In Japan, communal baths are an integral part of the culture. My local REI Adventures guide, Fumiko, told me that, in the past, not every home had a bathtub—that was more of a luxury. So many times people would go to the communal area to bathe and rejuvenate their bodies. Nowadays people have those in-home tubs, but locals still head to the onsens from time to time. They’re not there to gawk, stare, or pick apart another person’s body. They’re simply there to relax, and being naked is something that just happens to be a part of the process.
We weren’t forced to use public onsens the entire trip. In fact, only four of the 11 days had them as our only option. The other, larger accommodations had private onsens or personal en suite bathing facilities available. But by the end of the trip, we were all forgoing those private tubs and opting for the public onsens instead. There wasn’t much talk, if any, of who would go when.

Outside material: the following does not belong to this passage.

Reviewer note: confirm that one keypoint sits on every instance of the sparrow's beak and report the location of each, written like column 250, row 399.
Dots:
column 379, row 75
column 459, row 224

A simple, “I’m hitting the onsen!” sufficed as we checked into our rooms, ditched our dirty hiking clothes, and slipped into our yukatas. Sure, my heart still skipped a beat each time I derobed, but the cry for a rejuvenating soak was louder than my body image fears. And as the warm water soothed my achy muscles and the quiet conversation between other women buzzed around me, my fears were, little by little, washed away.
I may not be down to dip in my birthday suit on the regular, but if this trip taught me anything, it’s that body confidence—just like everything else—is always a work in progress.